In today’s modern dentistry, the best way for replacing your missing teeth and restoring your face to its proper height is through the use of Dental Implants. They offer the healthiest, most comfortable and pleasing solution.
Physical aesthetics and beauty has long been considered a driving force in social interactions. Even children are taught the importance of developing an aesthetic awareness with the understanding that what is beautiful is good. Today, people become increasingly concerned about the effects of ageing on their face because it is the central feature taken into account in making overall aesthetic judgments of others.
We certainly can do a magnificent job at making your teeth look great and giving you a healthy and beautiful smile: Cosmetic dentistry has been an absolute boom over the last 30 years when it comes to such innovative procedures as teeth whitening, minimally invasive veneers, tooth-colored fillings, and bracket-free orthodontics. But now that you can have your teeth looking much better, it is time to consider that dentistry does not begin or end inside the lips. If your teeth look perfect but we ignore the rest of the face, then we have really limited what we can accomplish with aesthetic dentistry.

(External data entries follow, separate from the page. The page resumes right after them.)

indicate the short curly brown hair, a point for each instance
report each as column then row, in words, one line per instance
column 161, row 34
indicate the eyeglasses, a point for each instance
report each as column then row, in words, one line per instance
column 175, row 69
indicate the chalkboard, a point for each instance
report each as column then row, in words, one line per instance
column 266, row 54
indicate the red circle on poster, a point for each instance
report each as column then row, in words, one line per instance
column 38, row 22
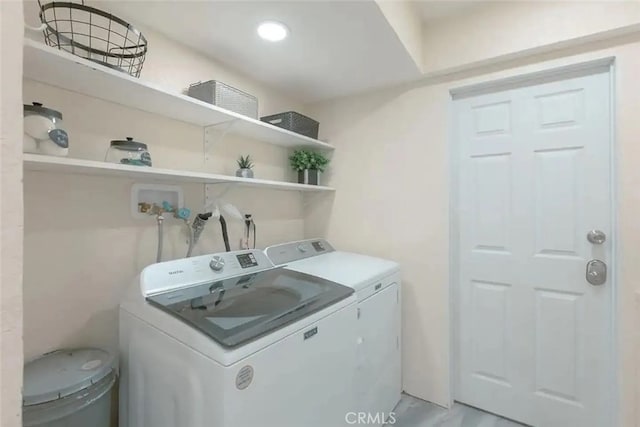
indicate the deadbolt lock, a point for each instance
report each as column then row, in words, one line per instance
column 596, row 273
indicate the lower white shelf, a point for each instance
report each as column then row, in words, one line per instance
column 36, row 162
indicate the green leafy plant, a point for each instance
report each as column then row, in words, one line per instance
column 305, row 159
column 245, row 162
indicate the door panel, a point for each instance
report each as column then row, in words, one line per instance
column 533, row 179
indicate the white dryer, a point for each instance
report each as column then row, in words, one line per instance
column 378, row 375
column 231, row 341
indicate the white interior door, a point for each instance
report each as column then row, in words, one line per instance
column 534, row 337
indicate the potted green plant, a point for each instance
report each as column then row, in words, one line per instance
column 245, row 165
column 309, row 166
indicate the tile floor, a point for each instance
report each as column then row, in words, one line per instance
column 412, row 412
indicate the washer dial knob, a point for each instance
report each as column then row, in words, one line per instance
column 217, row 263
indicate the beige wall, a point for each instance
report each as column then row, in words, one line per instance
column 10, row 213
column 83, row 248
column 512, row 29
column 391, row 168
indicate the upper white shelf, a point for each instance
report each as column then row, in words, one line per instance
column 36, row 162
column 64, row 70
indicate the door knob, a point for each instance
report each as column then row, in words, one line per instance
column 596, row 237
column 596, row 273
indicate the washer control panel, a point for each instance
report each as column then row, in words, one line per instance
column 247, row 260
column 294, row 251
column 166, row 276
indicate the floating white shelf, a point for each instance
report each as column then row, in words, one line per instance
column 64, row 70
column 36, row 162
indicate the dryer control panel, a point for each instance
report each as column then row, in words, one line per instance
column 186, row 272
column 294, row 251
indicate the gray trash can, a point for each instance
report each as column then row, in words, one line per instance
column 69, row 388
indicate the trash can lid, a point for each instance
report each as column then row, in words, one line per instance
column 63, row 372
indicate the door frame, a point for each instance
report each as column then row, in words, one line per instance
column 584, row 68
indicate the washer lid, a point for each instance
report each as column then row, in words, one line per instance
column 354, row 270
column 63, row 372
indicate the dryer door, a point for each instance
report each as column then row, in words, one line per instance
column 378, row 375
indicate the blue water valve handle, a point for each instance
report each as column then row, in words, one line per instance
column 183, row 213
column 167, row 207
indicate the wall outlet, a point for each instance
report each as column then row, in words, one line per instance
column 146, row 195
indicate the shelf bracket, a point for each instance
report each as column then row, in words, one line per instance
column 210, row 196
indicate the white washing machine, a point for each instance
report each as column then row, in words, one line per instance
column 378, row 374
column 229, row 340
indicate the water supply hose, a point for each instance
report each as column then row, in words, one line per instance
column 160, row 220
column 225, row 234
column 198, row 225
column 192, row 242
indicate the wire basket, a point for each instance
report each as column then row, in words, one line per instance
column 94, row 35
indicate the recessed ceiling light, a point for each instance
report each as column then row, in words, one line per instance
column 273, row 31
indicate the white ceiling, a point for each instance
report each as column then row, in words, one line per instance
column 436, row 10
column 335, row 47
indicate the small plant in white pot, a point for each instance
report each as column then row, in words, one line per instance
column 245, row 165
column 309, row 166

Teeth need to fit into the entire framework of your face. This is especially true of the immediate areas which surround and outline your mouth. Even though your expectations in terms of tooth colour, shape, and alignment are fulfilled, there always will be something missing from the aesthetic result you could get if unsightly nasolabial folds, marionette lines, dropping lip commisures still frame your nice teeth.
Today, cosmetic dermatology techniques have been widely accepted worldwide as a correction of this ageing process because of their immediate effects, reasonable cost, and ease of delivery. Dermal filler therapy certainly can restore the lost volume in the soft tissues of your face but only so if the underlying bony framework has not been diminished by tooth loss. If those signs of premature ageing showing up on your face are consequential to -or accelerated by- tooth loss, you should first consider the alternative of having your lower facial height increased before embarking on cosmetic dermatology and surgical corrective procedures such as facelift.
You always will achieve a more dramatic and pleasing result with a combination of increase in lower facial height in addition to cosmetic dermatology and/or plastic surgery.
The field of facial aesthetics is complex and multifaceted. We have built a relationship with leading plastic surgeons and cosmetic dermatologists so that all your needs in terms of facial ageing can be addressed.